290. Word Pattern
1. Description
Given a pattern and a string s, find if s follows the same pattern.
Here follow means a full match, such that there is a bijection between a letter in pattern and a non-empty word in s. Specifically:
- Each letter in pattern maps to exactly one unique word in s.
- Each unique word in s maps to exactly one letter in pattern.
- No two letters map to the same word, and no two words map to the same letter.
2. Example
Example 1
Input: pattern = “abba”, s = “dog cat cat dog”
Output: true
Explanation:
The bijection can be established as:
- ‘a’ maps to “dog”.
- ‘b’ maps to “cat”.
Example 2
Input: pattern = “abba”, s = “dog cat cat fish”
Output: false
Example 3
Input: pattern = “aaaa”, s = “dog cat cat dog”
Output: false
3. Constraints
- 1 <= pattern.length <= 300
- pattern contains only lower-case English letters.
- 1 <= s.length <= 3000
- s contains only lower-case English letters and spaces ' ‘.
- s does not contain any leading or trailing spaces.

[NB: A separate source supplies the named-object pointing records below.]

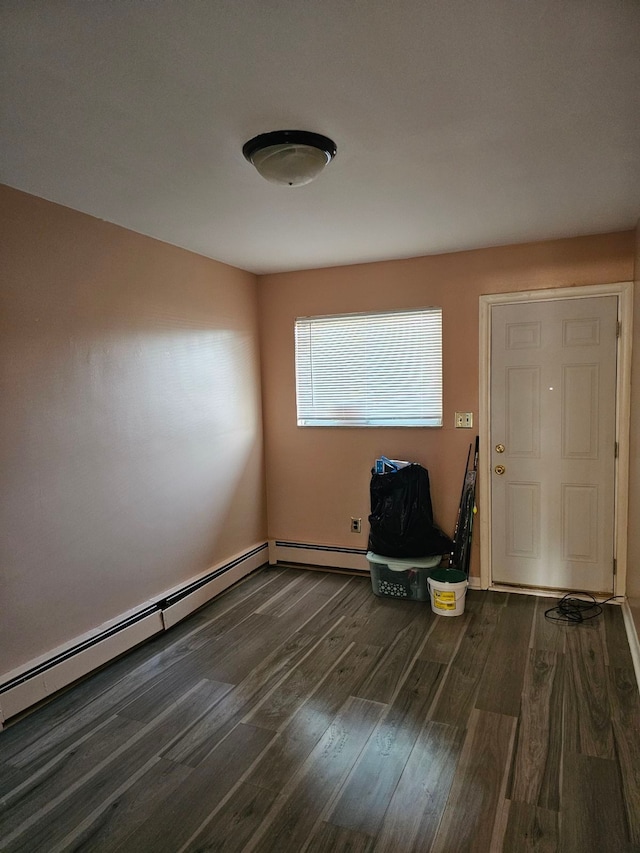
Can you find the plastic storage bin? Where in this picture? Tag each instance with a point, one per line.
(406, 577)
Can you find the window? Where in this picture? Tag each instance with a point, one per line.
(370, 369)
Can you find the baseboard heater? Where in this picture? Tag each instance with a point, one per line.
(322, 556)
(42, 678)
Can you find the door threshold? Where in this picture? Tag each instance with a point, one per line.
(546, 592)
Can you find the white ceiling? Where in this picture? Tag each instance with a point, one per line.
(459, 123)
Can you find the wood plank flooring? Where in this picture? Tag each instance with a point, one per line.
(299, 712)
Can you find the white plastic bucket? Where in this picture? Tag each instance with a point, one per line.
(447, 589)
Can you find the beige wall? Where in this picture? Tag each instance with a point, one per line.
(317, 478)
(131, 433)
(633, 571)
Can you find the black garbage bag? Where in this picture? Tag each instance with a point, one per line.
(401, 520)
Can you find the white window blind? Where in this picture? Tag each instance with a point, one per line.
(370, 369)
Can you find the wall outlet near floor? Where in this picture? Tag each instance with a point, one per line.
(464, 420)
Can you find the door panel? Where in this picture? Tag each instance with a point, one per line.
(553, 387)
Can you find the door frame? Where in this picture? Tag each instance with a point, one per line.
(624, 291)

- All the words in s are separated by a single space.
4. Solutions
Hash Table
m = pattern.size(), n = s.size()
Time complexity: O(m + n)
Space complexity: O(m + n)
class Solution {
public:
bool wordPattern(const string &pattern, const string &s) {
const int n = pattern.size();
stringstream stream(s);
unordered_map<char, string> pattern_to_s;
unordered_map<string, char> s_to_pattern;
for (int i = 0; i < n; ++i) {
if (stream.eof()) {
return false;
}
char letter = pattern[i];
string str;
stream >> str;
if (pattern_to_s.find(letter) == pattern_to_s.end() &&
s_to_pattern.find(str) == s_to_pattern.end()) {
pattern_to_s[letter] = str;
s_to_pattern[str] = letter;
} else if (pattern_to_s[letter] != str || s_to_pattern[str] != letter) {
return false;
}
}
return stream.eof();
}
};